Os meios de informação massificados operam a favor do mercado, que por sua vez, tem o lobby político como tarefa estratégica.

Ilustração Tom Curry

Justiça Fiscal, por Douglas Santelanno

O sistema tributário atual teve origem na reforma promovida após o golpe Militar de 1964. Sob o comando de Otávio Bulhões na pasta da fazenda e com Roberto Campos no planejamento, visaram ajustar deficiências da constituição de 1946, a partir da execução de uma reforma tributária que tem aspectos que impactam até hoje, com modificações presentes na Constituição de 1988, além de outras adaptações e complementos de legislações federais, estaduais e municipais.

As complexidades e particularidades tanto a nível federal quanto estadual tornam a análise sobre a regressividade tributária ainda mais abrangente, mas se pegarmos como objeto de verificação somente os impostos que correspondem a maior arrecadação do Governo, que são, a nível federal, PIS, COFINS, IPI, IRPJ e CSLL, a nível Estadual, o ICMS, e, a nível municipal, o ISS, verificamos que destes sete impostos, cinco são indiretos e dois são diretos (IRPJ e CSLL). Basicamente, o que caracteriza um imposto como direto é a tributação sobre renda ou patrimônio. Os impostos indiretos são os que incidem sobre aquisição de mercadorias, bens e serviços.
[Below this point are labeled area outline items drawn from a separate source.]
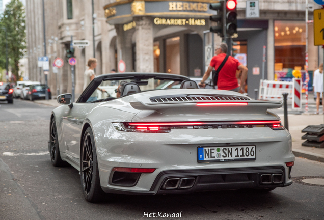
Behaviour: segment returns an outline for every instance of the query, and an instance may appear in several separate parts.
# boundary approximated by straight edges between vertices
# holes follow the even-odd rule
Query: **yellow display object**
[[[302,77],[302,73],[299,70],[294,70],[292,71],[292,75],[296,78],[300,78]]]

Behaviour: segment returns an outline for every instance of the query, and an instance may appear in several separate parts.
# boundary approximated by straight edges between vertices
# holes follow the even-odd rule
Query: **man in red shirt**
[[[222,43],[216,48],[215,56],[213,57],[210,61],[209,66],[204,74],[202,80],[198,84],[201,87],[205,87],[204,83],[209,77],[210,72],[214,68],[217,70],[225,58],[227,52],[227,45]],[[236,70],[242,71],[241,85],[238,86],[236,78]],[[248,68],[242,65],[237,60],[233,57],[229,56],[224,66],[218,74],[217,86],[218,89],[231,90],[234,92],[244,93],[244,82],[248,76]],[[214,85],[216,86],[216,85]]]

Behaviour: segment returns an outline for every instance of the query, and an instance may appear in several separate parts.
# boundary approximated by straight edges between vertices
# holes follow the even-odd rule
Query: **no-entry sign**
[[[54,60],[54,62],[53,62],[54,65],[58,68],[61,68],[64,65],[64,61],[61,58],[57,58],[55,60]]]
[[[118,72],[125,72],[125,70],[126,70],[126,64],[125,62],[121,60],[118,62]]]

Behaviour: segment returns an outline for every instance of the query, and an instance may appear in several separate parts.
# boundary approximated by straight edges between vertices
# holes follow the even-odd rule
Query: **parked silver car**
[[[168,81],[180,89],[156,89]],[[62,105],[50,116],[52,164],[67,162],[80,171],[89,202],[104,192],[290,185],[291,136],[271,111],[282,103],[197,88],[179,75],[114,73],[95,77],[75,103],[71,94],[59,96]]]

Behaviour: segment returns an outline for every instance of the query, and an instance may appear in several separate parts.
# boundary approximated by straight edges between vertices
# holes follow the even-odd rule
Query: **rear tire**
[[[80,151],[81,186],[86,200],[90,202],[101,201],[105,194],[101,189],[94,138],[91,127],[83,136]]]
[[[59,139],[58,138],[58,131],[56,128],[56,123],[54,118],[50,123],[50,130],[49,131],[49,153],[52,165],[54,167],[64,167],[67,164],[65,161],[62,160],[60,155],[59,148]]]

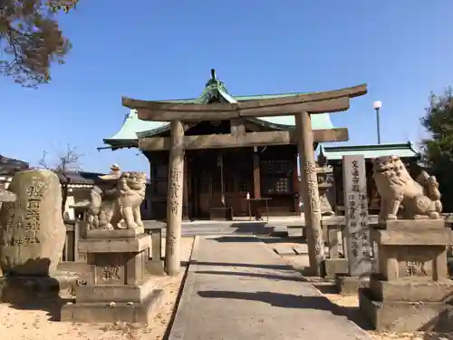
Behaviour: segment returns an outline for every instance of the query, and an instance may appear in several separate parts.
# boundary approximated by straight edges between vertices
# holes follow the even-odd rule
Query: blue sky
[[[233,95],[367,83],[368,95],[332,114],[348,143],[376,142],[376,100],[382,142],[417,142],[429,92],[453,85],[451,13],[451,0],[81,0],[62,16],[73,49],[51,83],[0,78],[0,154],[36,164],[70,143],[86,170],[148,171],[137,150],[96,150],[121,126],[121,95],[196,97],[211,68]]]

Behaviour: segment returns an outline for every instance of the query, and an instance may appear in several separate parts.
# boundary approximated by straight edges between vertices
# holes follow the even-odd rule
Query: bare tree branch
[[[46,158],[48,155],[48,151],[43,151],[43,157],[38,161],[38,164],[41,168],[53,170],[58,175],[62,185],[62,213],[64,217],[64,209],[69,194],[68,186],[71,180],[68,172],[80,170],[80,160],[83,155],[70,144],[67,144],[66,151],[58,152],[53,166],[50,166],[47,162]]]
[[[64,63],[71,43],[55,14],[79,0],[0,0],[0,74],[25,87],[51,80],[52,63]]]

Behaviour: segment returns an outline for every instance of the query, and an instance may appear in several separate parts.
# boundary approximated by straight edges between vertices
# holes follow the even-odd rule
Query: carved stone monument
[[[145,176],[118,168],[103,179],[114,185],[92,192],[91,230],[79,241],[91,272],[86,285],[76,287],[75,303],[63,306],[62,321],[147,324],[163,291],[145,275],[151,245],[140,215]]]
[[[332,189],[334,185],[333,170],[330,166],[319,164],[319,166],[316,167],[316,176],[318,178],[321,214],[323,216],[333,216],[335,213],[331,204],[333,200]]]
[[[14,202],[0,210],[0,266],[4,274],[49,276],[64,246],[58,177],[50,170],[18,172],[8,189]]]
[[[0,209],[1,300],[58,297],[77,278],[56,271],[66,235],[60,180],[50,170],[30,170],[16,173],[8,190],[16,199]]]
[[[348,276],[337,276],[337,287],[343,294],[356,294],[367,286],[372,268],[365,160],[343,156],[342,164]]]
[[[439,217],[439,184],[426,172],[413,180],[396,156],[374,160],[373,169],[383,207],[371,230],[379,272],[371,275],[370,288],[360,290],[360,309],[380,331],[451,331],[451,230]],[[397,218],[400,204],[404,219]]]

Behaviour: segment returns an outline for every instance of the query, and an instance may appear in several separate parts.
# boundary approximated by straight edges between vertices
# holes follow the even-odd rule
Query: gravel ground
[[[291,239],[280,238],[267,238],[264,241],[271,248],[275,247],[297,247],[300,242],[294,242]],[[283,258],[296,270],[301,270],[309,266],[308,254],[284,256]],[[319,279],[317,280],[319,281]],[[320,285],[316,284],[320,287]],[[327,285],[326,285],[327,286]],[[322,293],[324,291],[322,290]],[[323,293],[325,297],[335,305],[342,307],[344,315],[353,320],[359,326],[366,329],[373,340],[453,340],[453,333],[432,333],[432,332],[412,332],[412,333],[395,333],[395,332],[376,332],[370,329],[370,325],[363,320],[359,313],[359,298],[357,296],[341,296],[339,294]]]
[[[165,244],[165,242],[164,242]],[[193,246],[193,238],[181,242],[181,258],[188,261]],[[2,340],[154,340],[162,339],[170,322],[184,270],[177,277],[156,277],[156,287],[164,289],[162,306],[153,321],[146,328],[132,325],[72,324],[52,321],[60,306],[48,304],[28,309],[16,309],[0,304],[0,338]]]

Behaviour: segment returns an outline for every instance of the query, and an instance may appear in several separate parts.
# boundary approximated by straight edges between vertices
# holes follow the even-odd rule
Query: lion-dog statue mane
[[[398,156],[375,158],[372,176],[381,195],[380,221],[397,219],[400,206],[406,219],[440,218],[440,191],[434,176],[421,171],[414,180]]]
[[[140,205],[145,199],[146,174],[121,172],[117,165],[108,175],[100,176],[102,183],[91,191],[88,224],[91,229],[141,228]]]

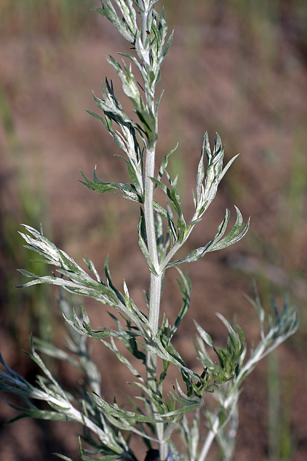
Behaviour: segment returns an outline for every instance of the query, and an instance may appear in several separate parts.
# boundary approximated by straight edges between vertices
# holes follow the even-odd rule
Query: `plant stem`
[[[148,252],[154,267],[158,269],[159,259],[156,238],[155,217],[154,214],[153,197],[154,186],[150,178],[155,174],[155,150],[146,152],[145,177],[145,199],[144,202],[144,214]],[[149,289],[149,305],[148,311],[148,322],[154,336],[156,336],[159,328],[160,305],[161,295],[162,274],[156,275],[150,274],[150,286]],[[148,352],[146,357],[146,374],[148,384],[154,392],[157,392],[157,356]],[[154,413],[157,413],[155,406],[152,406]],[[156,425],[157,436],[161,443],[159,444],[160,457],[161,461],[164,461],[167,457],[167,444],[163,443],[163,423],[159,423]]]

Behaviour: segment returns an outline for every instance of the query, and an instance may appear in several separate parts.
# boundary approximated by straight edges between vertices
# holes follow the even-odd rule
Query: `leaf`
[[[237,212],[237,219],[234,225],[229,233],[224,238],[222,239],[225,234],[227,223],[229,219],[230,213],[226,210],[225,217],[220,224],[217,229],[217,232],[214,238],[208,242],[205,246],[201,246],[196,249],[193,250],[183,259],[178,260],[173,262],[169,263],[167,267],[171,267],[184,262],[192,262],[201,259],[206,253],[209,252],[213,252],[216,250],[227,248],[230,245],[233,245],[238,242],[246,234],[249,227],[249,219],[247,223],[243,223],[242,215],[238,208],[235,206]]]

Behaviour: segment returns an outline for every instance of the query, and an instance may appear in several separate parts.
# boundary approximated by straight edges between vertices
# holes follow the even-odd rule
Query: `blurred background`
[[[197,368],[193,319],[223,344],[226,333],[216,311],[229,320],[235,313],[249,343],[256,341],[256,314],[244,296],[252,295],[253,280],[268,311],[271,294],[281,308],[289,292],[299,308],[300,329],[247,381],[235,459],[303,461],[307,2],[164,0],[163,4],[175,34],[159,84],[158,93],[165,92],[158,155],[161,158],[179,141],[170,169],[173,176],[179,175],[187,220],[205,131],[212,144],[219,133],[226,159],[242,153],[185,252],[215,235],[226,207],[233,219],[234,204],[245,219],[252,216],[250,230],[239,244],[183,268],[191,279],[192,302],[175,345],[188,366]],[[0,349],[10,366],[30,381],[37,370],[21,351],[29,349],[30,332],[43,338],[51,334],[60,342],[64,333],[56,291],[42,286],[13,288],[25,282],[17,268],[42,275],[50,269],[29,261],[33,255],[23,247],[20,223],[36,228],[42,223],[45,235],[57,246],[79,264],[87,255],[102,274],[108,254],[115,284],[120,289],[124,277],[141,308],[142,290],[148,287],[136,238],[138,207],[115,195],[95,194],[77,180],[79,168],[89,177],[96,164],[104,180],[124,182],[127,176],[124,162],[113,156],[121,154],[118,149],[84,110],[96,110],[91,91],[99,95],[106,75],[123,101],[105,55],[128,52],[129,44],[90,11],[99,5],[98,0],[2,0],[0,6]],[[171,269],[162,300],[171,319],[181,305],[176,276]],[[109,322],[105,307],[88,300],[77,302],[87,308],[94,327]],[[130,376],[97,347],[93,345],[105,379],[103,394],[111,401],[115,394],[124,405],[124,394],[130,390],[123,381]],[[78,375],[62,365],[50,366],[72,388]],[[1,461],[51,461],[57,459],[52,454],[56,451],[78,457],[77,425],[21,420],[6,426],[16,413],[5,396],[0,396]]]

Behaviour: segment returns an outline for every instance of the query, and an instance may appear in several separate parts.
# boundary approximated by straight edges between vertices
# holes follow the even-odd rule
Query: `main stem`
[[[146,231],[146,237],[148,253],[152,265],[157,270],[159,267],[159,258],[156,237],[155,216],[154,214],[154,185],[151,179],[155,175],[155,146],[146,151],[145,174],[145,197],[144,201],[144,214]],[[149,289],[149,303],[148,311],[148,322],[154,336],[158,333],[159,328],[159,318],[160,305],[161,296],[161,286],[163,274],[150,274],[150,286]],[[158,390],[157,384],[157,355],[148,351],[146,356],[147,380],[154,392]],[[154,414],[157,413],[157,409],[154,405],[152,407]],[[162,423],[156,424],[157,436],[159,441],[159,452],[161,461],[165,461],[168,455],[167,444],[163,443],[164,425]]]

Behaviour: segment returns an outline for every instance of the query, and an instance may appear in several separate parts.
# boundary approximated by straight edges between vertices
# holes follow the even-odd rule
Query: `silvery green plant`
[[[186,221],[177,188],[177,178],[171,178],[167,170],[169,157],[176,148],[164,156],[159,167],[155,161],[158,108],[162,96],[157,97],[155,92],[173,35],[167,37],[164,11],[158,13],[155,6],[157,3],[157,0],[102,0],[101,8],[94,9],[116,27],[129,43],[131,50],[131,54],[120,53],[122,58],[119,62],[112,56],[107,59],[133,104],[133,119],[123,111],[115,96],[112,82],[107,79],[105,85],[102,86],[102,98],[94,95],[103,114],[90,112],[104,125],[118,148],[123,151],[124,157],[121,158],[127,164],[131,182],[103,181],[98,178],[96,167],[92,181],[81,172],[81,182],[90,189],[100,194],[115,192],[140,206],[137,233],[150,274],[150,286],[145,294],[148,310],[143,312],[136,305],[124,280],[122,291],[114,286],[107,259],[103,277],[88,258],[84,260],[89,269],[86,271],[45,237],[41,227],[37,230],[24,225],[26,232],[21,235],[27,247],[38,253],[41,258],[40,260],[55,266],[58,275],[39,276],[20,270],[24,276],[32,279],[21,286],[40,283],[59,286],[58,304],[68,329],[67,348],[61,350],[50,341],[32,339],[32,352],[28,355],[41,370],[35,384],[11,370],[1,357],[4,371],[0,371],[0,389],[17,394],[25,402],[25,407],[14,407],[19,412],[15,420],[30,416],[80,423],[84,429],[82,439],[87,447],[85,449],[82,446],[80,438],[80,456],[83,460],[142,461],[146,458],[148,461],[205,461],[215,441],[220,459],[228,461],[232,459],[235,449],[238,400],[244,380],[259,360],[295,331],[297,314],[288,300],[281,313],[272,301],[274,316],[266,319],[255,291],[255,300],[250,301],[259,318],[260,340],[248,353],[242,329],[238,325],[232,326],[222,316],[218,315],[228,334],[224,347],[215,345],[210,335],[195,322],[194,346],[203,369],[200,375],[186,366],[172,343],[189,308],[191,292],[188,276],[178,266],[238,242],[246,234],[249,222],[243,222],[236,207],[236,220],[227,233],[230,214],[227,210],[212,240],[182,259],[176,259],[178,250],[215,197],[218,184],[236,156],[223,167],[224,149],[220,136],[217,135],[212,149],[205,134],[195,191],[192,192],[194,210],[191,219]],[[136,80],[134,68],[140,73],[141,82]],[[158,188],[165,195],[165,204],[155,198]],[[174,266],[178,271],[182,304],[178,308],[174,306],[178,313],[172,325],[165,314],[160,314],[160,311],[165,273]],[[75,307],[73,309],[69,298],[64,295],[65,290],[112,306],[114,329],[93,329],[84,308]],[[119,314],[117,317],[117,312]],[[102,395],[101,377],[91,359],[87,338],[99,341],[132,375],[131,389],[137,388],[141,395],[129,399],[130,410],[120,408],[115,399],[110,403],[113,396]],[[119,351],[118,341],[126,347],[127,356]],[[68,392],[48,370],[37,350],[78,367],[83,373],[84,385],[75,395]],[[139,360],[139,369],[129,361],[129,354]],[[162,364],[160,375],[157,373],[158,360]],[[170,366],[177,367],[182,380],[180,382],[176,380],[172,390],[166,393],[163,385]],[[213,393],[216,405],[210,408],[206,406],[204,411],[203,407],[208,392]],[[36,401],[47,402],[50,409],[41,409],[34,404]],[[188,418],[186,414],[191,412],[194,416]],[[179,451],[173,441],[174,431],[179,433],[184,443],[183,451]],[[137,457],[131,448],[127,433],[136,434],[143,441],[144,453],[141,458],[139,454]],[[63,459],[71,459],[57,455]]]

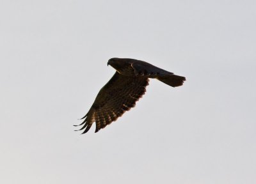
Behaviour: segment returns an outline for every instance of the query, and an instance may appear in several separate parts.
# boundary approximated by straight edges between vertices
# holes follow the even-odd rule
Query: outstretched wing
[[[184,77],[174,75],[173,73],[143,61],[132,59],[131,66],[135,75],[147,76],[149,78],[156,79],[172,87],[182,86],[186,80]]]
[[[79,130],[86,133],[96,123],[95,132],[120,117],[125,111],[135,106],[136,102],[145,94],[148,85],[147,77],[129,77],[116,72],[100,89],[91,109],[82,119],[83,125]]]

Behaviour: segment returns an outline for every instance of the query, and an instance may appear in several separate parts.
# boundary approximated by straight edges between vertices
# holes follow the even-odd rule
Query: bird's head
[[[128,61],[124,58],[113,57],[108,60],[108,66],[109,65],[116,69],[119,73],[129,65]]]

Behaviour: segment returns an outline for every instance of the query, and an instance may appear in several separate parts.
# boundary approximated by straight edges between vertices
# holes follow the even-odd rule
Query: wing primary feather
[[[88,122],[87,121],[84,126],[83,126],[82,128],[81,128],[79,130],[76,130],[75,131],[79,131],[79,130],[82,130],[83,129],[85,128],[85,127],[86,127],[86,126],[88,125]]]
[[[85,117],[86,117],[86,116],[88,116],[88,113],[89,113],[89,112],[87,112],[87,114],[85,114],[84,117],[83,117],[82,118],[79,119],[84,119]]]
[[[82,123],[81,123],[80,125],[74,125],[73,126],[80,126],[80,125],[82,125],[83,124],[84,124],[85,122],[86,122],[86,121],[87,121],[87,117],[86,117],[86,118],[85,118],[85,119],[82,122]]]

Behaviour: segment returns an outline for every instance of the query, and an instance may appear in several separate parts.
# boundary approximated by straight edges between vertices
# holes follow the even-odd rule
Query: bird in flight
[[[174,75],[147,62],[128,58],[114,57],[108,65],[116,72],[99,92],[92,107],[81,119],[77,130],[86,133],[95,122],[95,133],[116,121],[125,111],[135,106],[136,102],[146,92],[148,78],[157,79],[172,87],[182,86],[184,77]]]

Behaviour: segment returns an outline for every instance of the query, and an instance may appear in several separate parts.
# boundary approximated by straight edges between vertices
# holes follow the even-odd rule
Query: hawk
[[[95,133],[135,106],[146,92],[149,78],[157,79],[172,87],[180,86],[184,77],[174,75],[147,62],[128,58],[111,58],[108,66],[116,72],[99,92],[92,107],[81,119],[80,130],[86,133],[95,122]]]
A tributação voltada para o consumo onera a todos, sem distinção de classe social. Como há o mesmo imposto para todos os consumidores, proporcionalmente, quem tem menor renda paga mais imposto. O leite, a carne, o feijão que um trabalhador que recebe e um salário-mínimo terá o mesmo imposto tanto para este operário quanto para o bilionário que adquirir as mesmas mercadorias. Além disso, outra característica dos impostos indiretos é que são repassados ao adquirente, ou seja, o valor a recolher do imposto já consta no preço final da mercadoria.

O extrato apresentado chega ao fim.